The UN Mission in the DRC, known as MONUC, confirmed on 15 January that rebel groups in the northeast of the country had been engaging in acts of cannibalism. MONUC said it had received witness reports of rebels belonging to the MLC and its ally, the Rassemblement congolais pour la democratie-National, being involved in cannibalism and forcible cannibalism in Mambasa and Mangina, respectively 50 km and 70 km northwest of Beni.

The verdicts were issued on Tuesday, one week after the trials had begun, without the presence of defense attorneys, who were due to travel from Kinshasa, but were prevented by government authorities from taking a flight to Gbadolite provided by MONUC.
"This is a pseudo-trial for a mockery of justice," Masudi Ngele, the DRC justice minister, said last week.

The two receiving the most severe punishment were Cpl Katembo Kombi and Lt Jose Zima, who were sentenced to life imprisonment. Cpl Patrick Makigba, charged with manslaughter, was sentenced to 62 months' imprisonment, while Col Freddy Ngalimo, found guilty of permitting insubordination by troops under his control, was sentenced to 43 months' imprisonment for failure to assist people in danger and failure to denounce murder committed by his subordinates.
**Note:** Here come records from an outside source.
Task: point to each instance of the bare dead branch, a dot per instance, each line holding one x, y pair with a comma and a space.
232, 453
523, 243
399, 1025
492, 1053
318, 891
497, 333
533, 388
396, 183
Sixteen rebels received sentences ranging from six to 43 months for crimes of desertion, disobedience, or rape, and seven others received only "internal sanctions" for indiscipline.

"They will definitely have the right to appeal, even though the trials took place before a military court," Endundo said.

"There will be a jurisdiction of second degree, and we hope that the appeals will take place within a unified country," he added.
He was referring to efforts currently under way in Pretoria, South Africa, where technical committees are trying to resolve remaining impediments to the implementation of a national transitional government, including issues regarding a unified national army, the protection of transitional government leaders, and the drafting of a constitution for the transitional period.

Endundo said that the accused had the right to be represented by lawyers working in northwestern Equateur Province of the DRC.

Human rights activists in Kinshasa expressed their doubts about the verdicts.

"We are concerned that the trials which took place with unusual rapidity, which casts doubts on the respect of norms for a just and equitable trial," said Dieudonne Diku, the secretary-general of the Observatoire Congolais des Droits de l'Homme, a Kinshasa-based human rights NGO.

"Neither Kinshasa nor Gbadolite were competent to hold these trials, as the accused were charged with crimes of war and crimes against humanity, and should be tried before the International Criminal Court," said Olivier Kilima Mambayi, one of the lawyers who was prevented from travelling to Gbadolite.